Durante o período de gestação, muitas mulheres enfrentam mudanças significativas em suas rotinas diárias. Para Tamiris Duarte, de 35 anos, a Gravidez trouxe desafios inesperados quando, no primeiro trimestre, ela foi diagnosticada com uma doença renal autoimune rara, exigindo hemodiálise contínua até o nascimento dos gêmeos.
Como a gravidez influencia doenças renais autoimunes?

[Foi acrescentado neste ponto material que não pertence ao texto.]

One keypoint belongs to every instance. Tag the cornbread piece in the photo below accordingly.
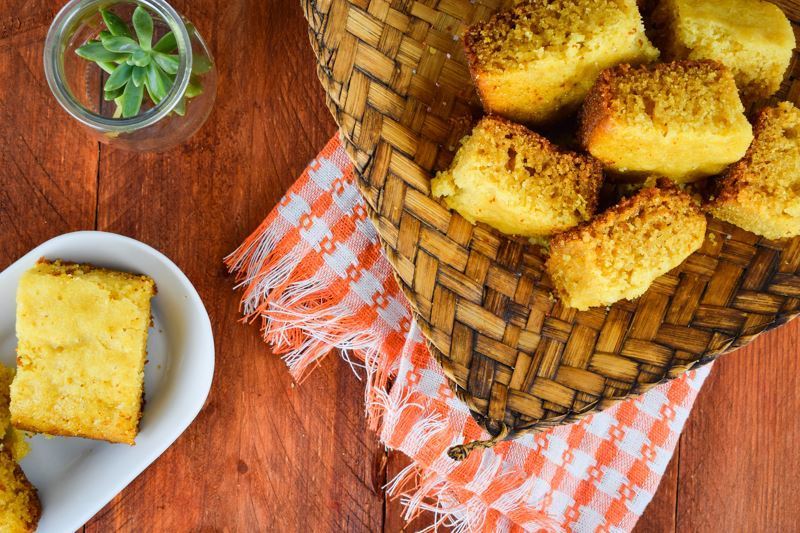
(753, 38)
(761, 193)
(82, 335)
(12, 439)
(681, 120)
(516, 181)
(536, 62)
(19, 502)
(621, 252)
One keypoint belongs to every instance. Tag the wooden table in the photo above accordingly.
(265, 454)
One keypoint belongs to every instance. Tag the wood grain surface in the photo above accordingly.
(264, 454)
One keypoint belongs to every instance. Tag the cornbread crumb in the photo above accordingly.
(535, 62)
(516, 181)
(19, 502)
(12, 439)
(761, 193)
(620, 253)
(753, 38)
(82, 335)
(682, 120)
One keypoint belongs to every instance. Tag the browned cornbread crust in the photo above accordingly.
(621, 252)
(753, 38)
(535, 62)
(683, 120)
(761, 193)
(518, 182)
(21, 506)
(82, 334)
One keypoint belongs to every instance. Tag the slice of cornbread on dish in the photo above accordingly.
(682, 120)
(516, 181)
(751, 37)
(621, 252)
(536, 62)
(761, 193)
(19, 501)
(12, 439)
(82, 343)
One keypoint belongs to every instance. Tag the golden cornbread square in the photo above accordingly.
(761, 193)
(535, 62)
(753, 38)
(516, 181)
(621, 252)
(682, 120)
(82, 345)
(19, 502)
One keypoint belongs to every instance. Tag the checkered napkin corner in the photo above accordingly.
(314, 275)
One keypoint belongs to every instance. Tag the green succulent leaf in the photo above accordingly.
(108, 67)
(193, 89)
(118, 111)
(115, 24)
(168, 63)
(132, 100)
(95, 51)
(140, 58)
(138, 67)
(143, 24)
(109, 96)
(120, 44)
(119, 77)
(156, 82)
(180, 109)
(138, 75)
(166, 44)
(201, 64)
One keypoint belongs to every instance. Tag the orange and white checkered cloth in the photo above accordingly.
(315, 274)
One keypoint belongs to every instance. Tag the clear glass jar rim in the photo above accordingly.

A descoberta da doença foi um choque para Tamiris e seu marido, Danilo Lopes, de 36 anos, que aguardavam ansiosos a chegada dos gêmeos. Inchaços nas mãos e nos pés, inicialmente atribuídos à gestação, revelaram algo mais sério quando associados a sangramento e mal-estar persistente.

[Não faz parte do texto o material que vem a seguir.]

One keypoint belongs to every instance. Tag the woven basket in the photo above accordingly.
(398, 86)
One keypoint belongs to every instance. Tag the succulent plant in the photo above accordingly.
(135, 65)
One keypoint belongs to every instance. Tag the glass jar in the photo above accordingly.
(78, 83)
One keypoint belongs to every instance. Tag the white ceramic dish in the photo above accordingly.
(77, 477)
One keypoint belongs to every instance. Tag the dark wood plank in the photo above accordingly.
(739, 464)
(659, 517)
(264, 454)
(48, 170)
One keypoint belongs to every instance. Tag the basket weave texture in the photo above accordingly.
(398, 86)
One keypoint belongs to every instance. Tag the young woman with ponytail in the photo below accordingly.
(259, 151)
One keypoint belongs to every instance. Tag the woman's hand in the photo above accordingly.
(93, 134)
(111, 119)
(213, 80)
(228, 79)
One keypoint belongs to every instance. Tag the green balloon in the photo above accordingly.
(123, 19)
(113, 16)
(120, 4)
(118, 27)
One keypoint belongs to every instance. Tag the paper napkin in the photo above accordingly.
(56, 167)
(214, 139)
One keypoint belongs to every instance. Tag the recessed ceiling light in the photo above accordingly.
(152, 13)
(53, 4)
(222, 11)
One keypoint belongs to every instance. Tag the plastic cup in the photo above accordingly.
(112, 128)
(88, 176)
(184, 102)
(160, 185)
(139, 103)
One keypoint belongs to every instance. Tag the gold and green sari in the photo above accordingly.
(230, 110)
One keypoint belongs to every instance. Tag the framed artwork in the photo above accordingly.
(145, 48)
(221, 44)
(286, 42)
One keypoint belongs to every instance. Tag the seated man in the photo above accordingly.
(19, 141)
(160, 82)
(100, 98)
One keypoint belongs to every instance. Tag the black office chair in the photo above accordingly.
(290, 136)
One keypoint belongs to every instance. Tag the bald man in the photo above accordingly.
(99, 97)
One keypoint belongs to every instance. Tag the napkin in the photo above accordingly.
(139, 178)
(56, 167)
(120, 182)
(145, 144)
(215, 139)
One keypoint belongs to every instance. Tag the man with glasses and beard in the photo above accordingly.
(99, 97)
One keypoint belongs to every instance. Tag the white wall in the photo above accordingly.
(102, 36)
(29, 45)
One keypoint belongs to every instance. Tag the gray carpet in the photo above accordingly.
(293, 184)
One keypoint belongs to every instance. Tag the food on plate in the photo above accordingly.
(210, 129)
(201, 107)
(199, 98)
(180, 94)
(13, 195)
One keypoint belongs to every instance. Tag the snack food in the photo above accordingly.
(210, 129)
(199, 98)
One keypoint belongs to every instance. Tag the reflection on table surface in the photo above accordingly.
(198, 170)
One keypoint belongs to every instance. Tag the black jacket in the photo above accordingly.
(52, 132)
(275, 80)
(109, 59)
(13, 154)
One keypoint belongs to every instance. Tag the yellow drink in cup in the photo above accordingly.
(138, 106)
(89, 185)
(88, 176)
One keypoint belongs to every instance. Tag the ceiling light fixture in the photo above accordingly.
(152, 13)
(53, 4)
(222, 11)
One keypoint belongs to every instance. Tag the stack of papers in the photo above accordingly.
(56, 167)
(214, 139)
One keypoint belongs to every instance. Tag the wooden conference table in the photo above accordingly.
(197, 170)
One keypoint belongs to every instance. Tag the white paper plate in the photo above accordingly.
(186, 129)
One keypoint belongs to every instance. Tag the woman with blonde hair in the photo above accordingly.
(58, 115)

Os exames apontaram níveis elevados de creatinina e pressão arterial difícil de controlar, levando ao diagnóstico de insuficiência renal severa. Segundo o obstetra Eduardo Cordioli, a hemodiálise em gestantes é desafiadora, mas viável, sendo frequentemente intensificada para proteger mãe e bebês.

Quais são os impactos da nefropatia por IgA na gestação?

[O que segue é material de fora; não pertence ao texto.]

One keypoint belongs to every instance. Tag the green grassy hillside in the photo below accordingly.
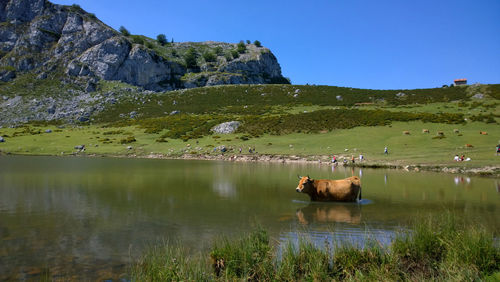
(307, 121)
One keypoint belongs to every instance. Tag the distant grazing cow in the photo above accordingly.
(343, 190)
(328, 213)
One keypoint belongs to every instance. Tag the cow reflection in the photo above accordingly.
(325, 213)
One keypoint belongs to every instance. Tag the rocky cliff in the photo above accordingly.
(69, 44)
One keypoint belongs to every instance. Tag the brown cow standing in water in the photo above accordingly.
(325, 190)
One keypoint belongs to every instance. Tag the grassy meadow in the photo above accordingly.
(415, 148)
(440, 249)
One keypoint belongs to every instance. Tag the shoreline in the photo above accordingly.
(485, 171)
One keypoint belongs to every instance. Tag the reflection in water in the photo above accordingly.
(329, 213)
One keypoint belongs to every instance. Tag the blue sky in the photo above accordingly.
(385, 44)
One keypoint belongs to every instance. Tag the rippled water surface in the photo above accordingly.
(88, 218)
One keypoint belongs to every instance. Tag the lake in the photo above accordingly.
(88, 218)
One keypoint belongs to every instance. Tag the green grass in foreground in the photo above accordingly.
(439, 249)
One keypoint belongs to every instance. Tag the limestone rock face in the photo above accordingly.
(226, 127)
(41, 37)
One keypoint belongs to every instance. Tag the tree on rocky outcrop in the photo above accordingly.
(190, 58)
(219, 51)
(241, 47)
(162, 39)
(124, 31)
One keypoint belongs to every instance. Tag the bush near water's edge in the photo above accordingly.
(442, 248)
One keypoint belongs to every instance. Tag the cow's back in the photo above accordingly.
(345, 190)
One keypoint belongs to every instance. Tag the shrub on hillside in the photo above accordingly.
(124, 31)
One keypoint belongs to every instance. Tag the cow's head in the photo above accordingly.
(305, 185)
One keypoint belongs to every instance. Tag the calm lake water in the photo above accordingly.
(88, 218)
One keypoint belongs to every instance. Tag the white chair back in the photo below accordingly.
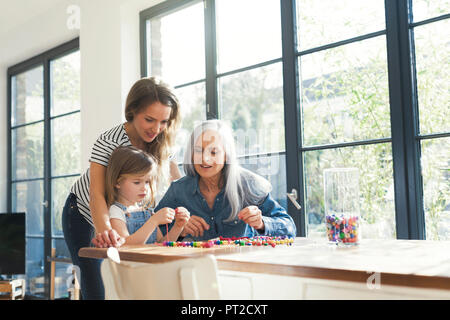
(184, 279)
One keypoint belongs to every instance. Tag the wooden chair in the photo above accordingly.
(184, 279)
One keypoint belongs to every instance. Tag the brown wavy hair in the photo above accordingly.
(128, 161)
(143, 93)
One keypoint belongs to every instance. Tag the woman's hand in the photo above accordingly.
(108, 238)
(252, 216)
(195, 227)
(181, 217)
(164, 216)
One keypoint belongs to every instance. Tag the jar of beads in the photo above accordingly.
(341, 197)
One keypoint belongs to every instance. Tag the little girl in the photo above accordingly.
(129, 183)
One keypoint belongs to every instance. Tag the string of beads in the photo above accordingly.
(234, 241)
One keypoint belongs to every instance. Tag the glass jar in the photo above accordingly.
(341, 197)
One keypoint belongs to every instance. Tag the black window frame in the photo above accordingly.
(44, 59)
(405, 137)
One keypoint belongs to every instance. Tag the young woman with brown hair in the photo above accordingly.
(152, 117)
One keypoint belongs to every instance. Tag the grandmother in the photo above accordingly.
(224, 199)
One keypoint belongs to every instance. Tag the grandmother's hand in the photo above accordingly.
(195, 227)
(252, 216)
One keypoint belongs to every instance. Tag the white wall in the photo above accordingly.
(109, 45)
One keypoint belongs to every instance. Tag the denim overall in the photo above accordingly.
(136, 219)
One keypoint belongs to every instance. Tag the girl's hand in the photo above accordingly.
(108, 238)
(252, 216)
(181, 217)
(195, 227)
(164, 216)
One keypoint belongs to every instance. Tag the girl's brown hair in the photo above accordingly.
(124, 162)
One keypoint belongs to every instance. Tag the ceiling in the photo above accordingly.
(17, 12)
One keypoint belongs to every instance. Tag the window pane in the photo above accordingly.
(344, 93)
(248, 32)
(327, 21)
(28, 197)
(273, 168)
(27, 152)
(35, 266)
(176, 46)
(426, 9)
(65, 84)
(253, 102)
(65, 139)
(27, 96)
(433, 81)
(376, 187)
(60, 191)
(193, 110)
(435, 161)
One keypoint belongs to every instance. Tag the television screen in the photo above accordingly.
(12, 243)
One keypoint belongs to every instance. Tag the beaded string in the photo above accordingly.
(241, 241)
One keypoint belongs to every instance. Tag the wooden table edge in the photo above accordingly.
(393, 279)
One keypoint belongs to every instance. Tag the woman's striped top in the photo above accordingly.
(101, 152)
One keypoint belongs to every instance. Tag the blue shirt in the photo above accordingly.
(186, 193)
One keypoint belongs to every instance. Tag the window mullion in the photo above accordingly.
(212, 109)
(405, 151)
(47, 168)
(294, 163)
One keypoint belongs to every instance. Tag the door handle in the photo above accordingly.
(293, 197)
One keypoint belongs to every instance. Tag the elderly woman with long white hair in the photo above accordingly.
(224, 199)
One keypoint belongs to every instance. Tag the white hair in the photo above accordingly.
(242, 187)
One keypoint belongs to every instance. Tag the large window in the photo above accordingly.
(44, 127)
(309, 85)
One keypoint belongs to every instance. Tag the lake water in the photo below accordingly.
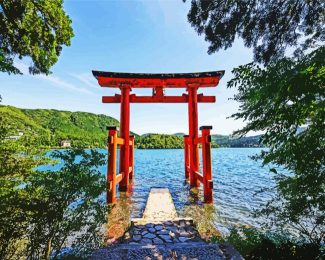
(237, 182)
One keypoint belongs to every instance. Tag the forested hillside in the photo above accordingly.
(47, 127)
(229, 141)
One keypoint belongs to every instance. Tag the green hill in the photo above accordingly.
(49, 126)
(229, 141)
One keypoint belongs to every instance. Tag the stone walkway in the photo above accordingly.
(176, 231)
(160, 234)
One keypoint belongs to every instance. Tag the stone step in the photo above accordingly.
(195, 250)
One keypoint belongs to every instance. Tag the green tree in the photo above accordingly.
(32, 28)
(269, 27)
(66, 204)
(41, 210)
(278, 99)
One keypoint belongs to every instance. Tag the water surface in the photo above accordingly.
(237, 182)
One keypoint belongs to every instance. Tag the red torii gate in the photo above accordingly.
(158, 82)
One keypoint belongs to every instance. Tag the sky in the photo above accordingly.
(149, 36)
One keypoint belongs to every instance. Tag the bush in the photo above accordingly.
(254, 244)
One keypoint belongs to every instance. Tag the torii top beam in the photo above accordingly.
(164, 80)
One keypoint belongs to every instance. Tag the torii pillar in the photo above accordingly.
(158, 82)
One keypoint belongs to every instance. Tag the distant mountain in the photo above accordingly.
(229, 141)
(48, 126)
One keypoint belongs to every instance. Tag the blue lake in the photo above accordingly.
(237, 182)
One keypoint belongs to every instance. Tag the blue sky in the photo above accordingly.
(130, 36)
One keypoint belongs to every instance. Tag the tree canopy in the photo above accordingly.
(269, 27)
(33, 28)
(278, 99)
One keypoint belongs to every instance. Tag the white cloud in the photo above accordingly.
(55, 80)
(58, 82)
(87, 79)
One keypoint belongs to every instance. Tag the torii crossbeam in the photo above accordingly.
(158, 82)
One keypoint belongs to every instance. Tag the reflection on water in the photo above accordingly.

O problema de saúde de Tamiris foi esclarecido por uma biópsia renal, que confirmou nefropatia por IgA, doença autoimune que inflama os filtros dos rins. Muitas vezes silenciosa, essa condição pode ser identificada apenas em exames de rotina, como os realizados no pré-natal.
Além de aumentar o risco para a mãe, a nefropatia por IgA pode comprometer o desenvolvimento fetal, como ocorreu com Salvattore e Pietra Felicitá, que apresentavam baixo ganho de peso. Um descolamento de placenta na 26ª semana culminou em um parto de emergência e em prematuridade extrema.
Quais desafios a prematuridade extrema impõe aos recém-nascidos?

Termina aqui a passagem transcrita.